Arsenal manager Arsene Wenger says the club's rivalry with Tottenham Hotspur means he is unable to contemplate one day signing Manchester United target Harry Kane. The England international trained with the Gunners at the age of eight before his release saw him later picked up by the Spurs academy prior to his first-team emergence.

Following a barren start of the season in front of goal, Kane has netted five goals in his last three games in a fine return to form following a record-breaking campaign during the 2014-15 season. The 22-year-old scored 30 goals for his club, becoming the first Tottenham player since Gary Lineker to reach the landmark.

Kane will lead the Tottenham attack when Mauricio Pochettino's side travel to the Emirates Stadium on 8 November and ahead of the game, Wenger has been asked whether Arsenal could ever launch a bid to sign the forward. But the French boss says the local rivalry between the north London clubs makes such a deal impossible.

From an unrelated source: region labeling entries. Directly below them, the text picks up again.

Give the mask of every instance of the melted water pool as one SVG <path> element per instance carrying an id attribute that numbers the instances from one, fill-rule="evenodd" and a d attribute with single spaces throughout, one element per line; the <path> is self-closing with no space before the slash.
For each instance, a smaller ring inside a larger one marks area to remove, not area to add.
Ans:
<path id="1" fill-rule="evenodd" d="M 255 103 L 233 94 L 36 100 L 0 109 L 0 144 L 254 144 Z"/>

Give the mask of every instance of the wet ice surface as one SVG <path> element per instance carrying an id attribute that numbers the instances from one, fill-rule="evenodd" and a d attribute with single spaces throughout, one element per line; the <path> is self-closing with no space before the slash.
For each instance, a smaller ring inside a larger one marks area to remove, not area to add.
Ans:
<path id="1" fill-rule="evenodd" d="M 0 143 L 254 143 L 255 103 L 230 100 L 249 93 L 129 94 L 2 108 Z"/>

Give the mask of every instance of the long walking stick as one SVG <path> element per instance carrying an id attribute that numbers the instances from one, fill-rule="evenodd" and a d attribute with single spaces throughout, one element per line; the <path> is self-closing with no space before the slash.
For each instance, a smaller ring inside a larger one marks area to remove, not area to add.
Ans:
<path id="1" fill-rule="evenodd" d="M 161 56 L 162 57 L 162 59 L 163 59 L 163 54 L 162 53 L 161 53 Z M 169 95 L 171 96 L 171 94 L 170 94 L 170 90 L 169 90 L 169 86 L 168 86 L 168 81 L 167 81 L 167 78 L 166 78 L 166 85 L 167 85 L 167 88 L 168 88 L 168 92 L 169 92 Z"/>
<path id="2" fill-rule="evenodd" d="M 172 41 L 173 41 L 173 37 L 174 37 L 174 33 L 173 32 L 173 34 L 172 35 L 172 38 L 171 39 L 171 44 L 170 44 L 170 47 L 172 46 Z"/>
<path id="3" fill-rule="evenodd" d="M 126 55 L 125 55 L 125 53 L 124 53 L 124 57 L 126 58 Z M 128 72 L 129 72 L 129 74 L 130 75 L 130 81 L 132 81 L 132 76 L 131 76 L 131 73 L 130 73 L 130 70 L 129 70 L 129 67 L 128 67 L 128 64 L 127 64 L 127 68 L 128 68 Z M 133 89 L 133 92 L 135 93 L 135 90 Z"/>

"He has great qualities and he will make a great career," he told a pre-match press conference, according to The Mirror. "Once a player is at Spurs you don't even consider him anymore."

Pochettino has faced continued questions over Kane's future since his permanent breakthrough into the Tottenham first team, despite only signing a five-and-a-half year contract in February. In October, United were linked with a move for Kane with The Sun suggesting the club would be required to pay a British record – which currently stands at the £59.7m for the United signing of Angel di Maria – to complete a deal.

The reports were dismissed by Pochettino, however one win at Arsenal in all competitions since 1993 is no laughing matter for the Tottenham boss whose side are unbeaten in their last 10 games. After being defeated by United on the opening day, the White Hart Lane club have staged a significant improvement and Wenger is conscious of the threat posed by the visitors.

"They are a side that are strong defensively and can play at a high pace in a committed way," the Arsenal manager added. They've done well. They've lost only one game. They've had a few draws but overall they've looked stable. Of course. It was always a level [playing field]. It was when we had a 37-38,000 seater it was level and after we moved into the new stadium because we had to pay our debts back. But now we are stronger."